What is Directory loader for bulk documents in LangChain?

LangChainframework~5 mins

Directory loader for bulk documents in LangChain

Choose your learning style9 modes available

Learn Why Deep Visual Try Challenge Project Recall Perf

Introduction

A directory loader helps you quickly load many documents from a folder all at once. It saves time by handling multiple files together instead of one by one.

You have a folder full of text files you want to process together.

You want to read many PDFs or documents from a directory for analysis.

You need to prepare a large set of documents for a language model.
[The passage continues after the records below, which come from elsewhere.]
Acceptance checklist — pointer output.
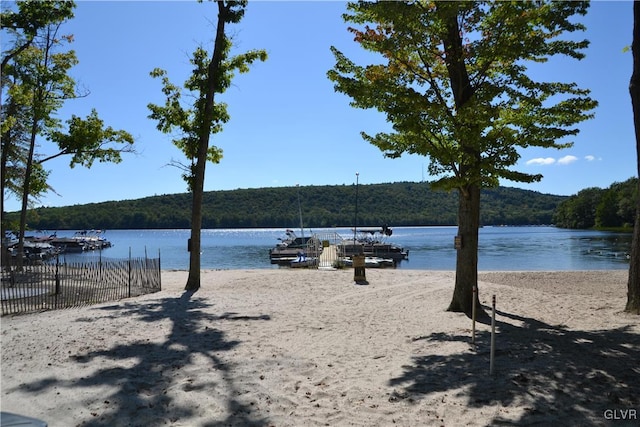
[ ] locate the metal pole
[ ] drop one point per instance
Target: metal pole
(473, 315)
(355, 220)
(300, 212)
(493, 335)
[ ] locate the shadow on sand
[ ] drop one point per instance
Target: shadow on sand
(561, 376)
(140, 375)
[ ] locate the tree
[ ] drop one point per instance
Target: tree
(22, 27)
(35, 71)
(453, 83)
(633, 283)
(205, 117)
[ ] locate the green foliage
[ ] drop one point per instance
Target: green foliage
(453, 82)
(194, 123)
(613, 207)
(396, 204)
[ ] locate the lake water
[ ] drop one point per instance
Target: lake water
(430, 248)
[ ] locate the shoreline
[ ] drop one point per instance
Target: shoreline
(304, 347)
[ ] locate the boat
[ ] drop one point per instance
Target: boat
(82, 241)
(371, 243)
(290, 248)
(303, 261)
(372, 262)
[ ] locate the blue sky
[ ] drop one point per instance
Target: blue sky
(287, 125)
You want to automate loading all files in a folder without manual steps.

Syntax

LangChain

from langchain.document_loaders import DirectoryLoader

loader = DirectoryLoader('path/to/folder', glob='**/*.txt')
documents = loader.load()

The DirectoryLoader takes a folder path and an optional glob pattern to select file types.
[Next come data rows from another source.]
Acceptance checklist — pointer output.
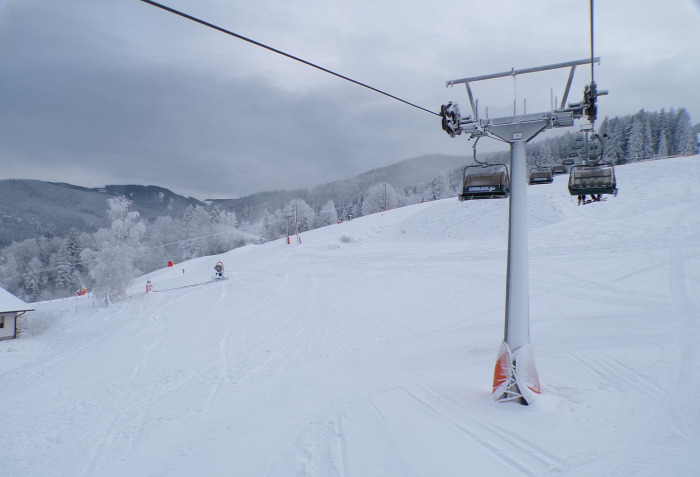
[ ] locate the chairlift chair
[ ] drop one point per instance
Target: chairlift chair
(541, 177)
(592, 179)
(558, 169)
(481, 181)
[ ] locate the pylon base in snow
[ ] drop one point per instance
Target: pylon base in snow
(515, 376)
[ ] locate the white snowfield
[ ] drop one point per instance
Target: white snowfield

The load() method reads all matching files and returns a list of documents.

Examples

This loads all PDF files inside 'data/docs' and its subfolders.

LangChain

from langchain.document_loaders import DirectoryLoader

loader = DirectoryLoader('data/docs', glob='**/*.pdf')
docs = loader.load()

This loads all Markdown files directly inside the 'notes' folder.

LangChain

loader = DirectoryLoader('notes', glob='*.md')
docs = loader.load()

This loads all files in 'articles' folder with default pattern (usually all files).

LangChain

loader = DirectoryLoader('articles')
docs = loader.load()

Sample Program

This example loads all text files from the 'my_documents' folder and prints how many were loaded. It also shows a preview of the first document's content.

LangChain

from langchain.document_loaders import DirectoryLoader

# Create a loader for all text files in 'my_documents'
loader = DirectoryLoader('my_documents', glob='**/*.txt')

# Load all documents
documents = loader.load()

# Print the number of documents loaded
print(f"Loaded {len(documents)} documents.")
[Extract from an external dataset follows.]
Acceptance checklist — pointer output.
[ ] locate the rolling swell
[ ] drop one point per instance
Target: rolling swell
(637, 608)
# Print the first 100 characters of the first document
if documents:
    print("First document preview:")
    print(documents[0].page_content[:100])

OutputSuccess

Important Notes

Make sure the folder path is correct and accessible.

The glob pattern helps filter file types, like '*.txt' or '**/*.pdf'.

Documents are returned as a list of objects with a page_content attribute holding the text.

Summary

DirectoryLoader loads many files from a folder at once.

Use glob to pick specific file types.

Call load() to get all documents as a list.